23
Oct 17

## Lagrange method: sufficient conditions

From what we know about unconstrained optimization, we expect that somehow the matrix of second derivatives should play a role. To get there, we need to differentiate twice the objective function with the constraint incorporated.

## Summary on necessary condition

(1) The problem is to maximize $f(x,y)$ subject to $g(x,y)=0.$

Everywhere we impose the implicit function existence condition:

(2) $\frac{\partial g}{\partial y}\neq 0.$

(3) $\frac{\partial g}{\partial x}+\frac{\partial g}{\partial y}y^\prime(x)=0.$

Let $(x,y)$ be an extremum point for (1). Then, as we proved, there exists $\lambda$ such that the Lagrangian $L(x,y,\lambda )=f(x,y)+\lambda g(x,y)$ satisfies FOC's:

(4) $\frac{\partial L}{\partial x}=0,$ $\frac{\partial L}{\partial y}=0,$ $\frac{\partial L}{\partial \lambda }=0.$

Also we need the function $\phi (x)=f(x,y(x))$ with the constraint built into it.

We need to check the sign of the second derivative of $\phi$:

(5) $\frac{d^2\phi }{dx^2}=\frac{\partial^2f}{\partial x^2}+2\frac{\partial^2f}{\partial x\partial y}y^\prime(x)+\frac{\partial^2f}{\partial y^2}[y^\prime(x)]^2+\frac{\partial f}{\partial y}y^{\prime\prime}(x).$

Differentiating (3) once again gives

(6) $\frac{\partial^2g}{\partial x^2}+2\frac{\partial^2g}{\partial x\partial y}y^\prime(x)+\frac{\partial^2g}{\partial y^2}[y^\prime(x)]^2+\frac{\partial g}{\partial y}y^{\prime \prime}(x)=0.$

Since we need to obtain the Lagrangian, let us multiply (6) by $\lambda$ and add the result to (5):

(7) $\frac{d^2\phi }{dx^2}=\frac{\partial^2L}{\partial x^2}+2\frac{\partial^2L}{\partial x\partial y}y^\prime(x)+\frac{\partial^2L}{\partial y^2}[y^\prime(x)]^2+\frac{\partial L}{\partial y}y^{\prime\prime}(x).$

Here $\frac{\partial L}{\partial y}y^{\prime\prime}(x)=0$ because of (4).
Denote

$D^2L=\left(\begin{array}{cc} \frac{\partial^2L}{\partial x^2}&\frac{\partial^2L}{\partial x\partial y}\\ \frac{\partial^2L}{\partial x\partial y}&\frac{\partial^2L}{\partial y^2}\end{array} \right),\ Y=\left(\begin{array}{c}1\\y^\prime(x)\end{array}\right).$

Then (7) rewrites as

(8) $\frac{d^2\phi}{dx^2}=Y^TD^2LY.$

This is a quadratic form of the Hessian of $L$ (no differentiation with respect to $\lambda$).

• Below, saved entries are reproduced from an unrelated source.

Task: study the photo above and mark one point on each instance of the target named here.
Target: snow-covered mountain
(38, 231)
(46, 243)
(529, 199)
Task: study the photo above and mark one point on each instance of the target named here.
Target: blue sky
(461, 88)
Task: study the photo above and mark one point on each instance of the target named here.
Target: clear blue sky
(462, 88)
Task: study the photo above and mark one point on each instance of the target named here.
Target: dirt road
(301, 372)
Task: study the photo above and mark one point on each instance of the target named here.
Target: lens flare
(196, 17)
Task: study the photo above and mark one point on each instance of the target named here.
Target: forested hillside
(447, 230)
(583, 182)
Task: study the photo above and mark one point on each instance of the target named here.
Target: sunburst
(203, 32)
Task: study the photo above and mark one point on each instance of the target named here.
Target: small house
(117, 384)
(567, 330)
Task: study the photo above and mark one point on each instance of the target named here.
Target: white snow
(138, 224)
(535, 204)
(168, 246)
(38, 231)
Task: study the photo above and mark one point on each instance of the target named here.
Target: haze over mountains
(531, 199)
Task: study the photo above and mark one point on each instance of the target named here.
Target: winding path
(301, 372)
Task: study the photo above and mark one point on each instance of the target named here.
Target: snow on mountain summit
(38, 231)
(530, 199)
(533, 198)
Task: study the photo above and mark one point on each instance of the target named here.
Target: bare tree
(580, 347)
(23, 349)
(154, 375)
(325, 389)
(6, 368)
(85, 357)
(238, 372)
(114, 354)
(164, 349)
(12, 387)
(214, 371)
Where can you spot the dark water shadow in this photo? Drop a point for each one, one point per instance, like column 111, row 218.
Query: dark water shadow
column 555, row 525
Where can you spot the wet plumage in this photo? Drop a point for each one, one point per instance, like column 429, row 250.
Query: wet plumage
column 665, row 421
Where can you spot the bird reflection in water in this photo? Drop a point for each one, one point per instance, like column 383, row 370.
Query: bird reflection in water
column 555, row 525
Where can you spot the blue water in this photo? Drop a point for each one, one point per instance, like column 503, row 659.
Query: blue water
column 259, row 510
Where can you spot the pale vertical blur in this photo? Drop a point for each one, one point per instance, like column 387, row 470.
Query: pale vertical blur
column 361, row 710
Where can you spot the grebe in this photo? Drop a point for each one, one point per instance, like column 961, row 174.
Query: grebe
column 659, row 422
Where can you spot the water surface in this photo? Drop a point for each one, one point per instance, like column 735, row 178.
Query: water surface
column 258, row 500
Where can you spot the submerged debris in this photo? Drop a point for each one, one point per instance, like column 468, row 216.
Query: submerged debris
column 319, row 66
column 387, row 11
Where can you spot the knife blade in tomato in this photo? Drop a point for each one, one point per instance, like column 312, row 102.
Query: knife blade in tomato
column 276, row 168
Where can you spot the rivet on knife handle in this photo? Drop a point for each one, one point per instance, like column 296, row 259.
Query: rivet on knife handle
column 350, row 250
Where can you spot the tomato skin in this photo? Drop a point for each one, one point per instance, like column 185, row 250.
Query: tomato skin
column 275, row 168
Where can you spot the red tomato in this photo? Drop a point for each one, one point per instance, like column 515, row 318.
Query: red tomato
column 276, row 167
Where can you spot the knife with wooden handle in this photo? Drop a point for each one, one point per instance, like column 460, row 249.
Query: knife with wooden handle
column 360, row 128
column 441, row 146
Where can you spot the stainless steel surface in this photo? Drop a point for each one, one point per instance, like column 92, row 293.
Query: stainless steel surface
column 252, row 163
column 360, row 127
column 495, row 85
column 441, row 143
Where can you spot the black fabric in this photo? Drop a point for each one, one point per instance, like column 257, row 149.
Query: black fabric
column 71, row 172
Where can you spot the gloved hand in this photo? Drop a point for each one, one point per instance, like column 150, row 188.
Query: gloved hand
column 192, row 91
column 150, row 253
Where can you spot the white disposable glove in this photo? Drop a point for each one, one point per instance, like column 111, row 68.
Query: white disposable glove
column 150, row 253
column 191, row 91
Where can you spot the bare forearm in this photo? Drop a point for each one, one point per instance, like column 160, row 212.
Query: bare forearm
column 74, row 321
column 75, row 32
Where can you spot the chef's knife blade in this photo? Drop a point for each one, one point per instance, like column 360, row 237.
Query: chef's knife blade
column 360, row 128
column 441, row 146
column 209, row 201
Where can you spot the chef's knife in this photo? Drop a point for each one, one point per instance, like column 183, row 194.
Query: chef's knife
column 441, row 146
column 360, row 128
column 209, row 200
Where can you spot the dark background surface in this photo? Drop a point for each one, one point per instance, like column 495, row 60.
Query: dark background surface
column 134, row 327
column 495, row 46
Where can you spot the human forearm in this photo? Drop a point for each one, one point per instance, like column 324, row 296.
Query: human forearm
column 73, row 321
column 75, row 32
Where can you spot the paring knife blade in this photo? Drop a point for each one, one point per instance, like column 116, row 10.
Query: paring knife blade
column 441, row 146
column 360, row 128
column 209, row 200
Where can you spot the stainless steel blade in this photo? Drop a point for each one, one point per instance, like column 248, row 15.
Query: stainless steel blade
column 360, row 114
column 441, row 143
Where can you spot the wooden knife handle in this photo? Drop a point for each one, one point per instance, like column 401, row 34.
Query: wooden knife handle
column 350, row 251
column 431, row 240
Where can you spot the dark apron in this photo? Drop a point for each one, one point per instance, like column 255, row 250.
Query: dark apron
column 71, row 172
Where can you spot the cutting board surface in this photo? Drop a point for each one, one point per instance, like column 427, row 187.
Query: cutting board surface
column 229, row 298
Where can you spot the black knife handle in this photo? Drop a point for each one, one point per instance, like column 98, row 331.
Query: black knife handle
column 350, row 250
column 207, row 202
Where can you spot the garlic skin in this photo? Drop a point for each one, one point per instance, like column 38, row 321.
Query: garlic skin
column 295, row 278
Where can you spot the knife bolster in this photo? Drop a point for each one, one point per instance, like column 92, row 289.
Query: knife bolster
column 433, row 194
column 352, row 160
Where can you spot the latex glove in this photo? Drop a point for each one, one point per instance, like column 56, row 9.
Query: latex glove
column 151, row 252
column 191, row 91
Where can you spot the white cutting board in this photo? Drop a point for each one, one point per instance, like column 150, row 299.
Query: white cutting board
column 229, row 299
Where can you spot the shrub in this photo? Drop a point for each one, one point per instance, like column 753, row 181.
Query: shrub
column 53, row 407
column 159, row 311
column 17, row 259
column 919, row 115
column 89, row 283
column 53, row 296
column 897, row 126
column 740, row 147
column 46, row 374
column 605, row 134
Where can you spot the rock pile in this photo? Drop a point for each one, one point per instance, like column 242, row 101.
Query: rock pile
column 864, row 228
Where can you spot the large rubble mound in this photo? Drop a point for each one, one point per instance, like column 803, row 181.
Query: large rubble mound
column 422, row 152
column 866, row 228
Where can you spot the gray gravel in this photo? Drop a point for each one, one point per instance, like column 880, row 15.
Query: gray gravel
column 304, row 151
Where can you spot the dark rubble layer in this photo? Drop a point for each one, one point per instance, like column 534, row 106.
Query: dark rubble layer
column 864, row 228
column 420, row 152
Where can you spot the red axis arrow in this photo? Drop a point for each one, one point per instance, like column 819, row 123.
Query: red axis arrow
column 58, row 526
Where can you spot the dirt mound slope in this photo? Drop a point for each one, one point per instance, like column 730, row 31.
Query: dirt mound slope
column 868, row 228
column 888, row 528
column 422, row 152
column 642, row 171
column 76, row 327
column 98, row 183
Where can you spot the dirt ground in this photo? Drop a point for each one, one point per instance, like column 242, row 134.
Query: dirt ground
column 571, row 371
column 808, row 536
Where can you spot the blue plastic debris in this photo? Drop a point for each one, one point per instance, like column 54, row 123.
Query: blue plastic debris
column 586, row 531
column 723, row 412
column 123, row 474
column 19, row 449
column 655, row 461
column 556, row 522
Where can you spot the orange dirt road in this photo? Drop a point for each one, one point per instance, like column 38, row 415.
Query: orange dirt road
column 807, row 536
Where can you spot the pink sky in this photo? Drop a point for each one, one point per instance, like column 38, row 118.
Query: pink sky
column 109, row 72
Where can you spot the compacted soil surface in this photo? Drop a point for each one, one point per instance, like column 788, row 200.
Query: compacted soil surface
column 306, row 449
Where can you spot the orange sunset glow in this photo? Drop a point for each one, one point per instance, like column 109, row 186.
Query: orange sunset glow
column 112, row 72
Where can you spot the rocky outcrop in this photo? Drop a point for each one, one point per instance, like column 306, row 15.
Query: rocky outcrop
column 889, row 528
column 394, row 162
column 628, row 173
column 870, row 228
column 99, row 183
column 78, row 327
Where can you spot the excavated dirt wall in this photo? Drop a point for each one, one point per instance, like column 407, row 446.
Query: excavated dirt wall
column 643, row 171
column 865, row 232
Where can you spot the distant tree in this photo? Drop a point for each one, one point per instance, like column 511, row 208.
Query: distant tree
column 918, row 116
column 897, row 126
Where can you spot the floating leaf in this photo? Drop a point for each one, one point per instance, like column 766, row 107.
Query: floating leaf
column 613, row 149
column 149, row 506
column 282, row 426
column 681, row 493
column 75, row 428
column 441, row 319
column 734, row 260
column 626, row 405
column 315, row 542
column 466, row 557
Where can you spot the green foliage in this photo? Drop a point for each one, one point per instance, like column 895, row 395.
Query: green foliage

Rough sufficient condition. If we require the Hessian to be positive definite, then $h^TD^2Lh>0$ for any $h\neq 0$ and, in particular, for $h=Y$. Thus, positive definiteness of $D^2L$, together with the FOC (3), will be sufficient for $\phi$ to have a minimum.

Refined sufficient condition. We can relax the condition by reducing the set of $h$ on which $h^TD^2Lh$ should be positive. Note from (3) that $Y$ belongs to the set $Z=\{(a_1,a_2):\frac{\partial g}{\partial x}a_1+\frac{\partial g}{\partial y}a_2=0\}$. Using (2), for $(a_1,a_2)\in Z$ we can write $a_2=(-\frac{\partial g}{\partial x}/\frac{\partial g}{\partial y })a_1.$ This means that $Z$ is a straight line. Requiring $h^TD^2Lh>0$ for any nonzero $h\in Z$ we have positivity of (8) for $h=Y.$ We summarize our findings as follows:

Theorem. Assume the implicit function existence condition and consider a critical point for the Lagrangian (that satisfies FOC's). a) If at that point $h^TD^2Lh>0$ for any nonzero $h\in Z$, then that point is a minimum point. b) If at that point $h^TD^2Lh<0$ for any nonzero $h\in Z$, then that point is a maximum point.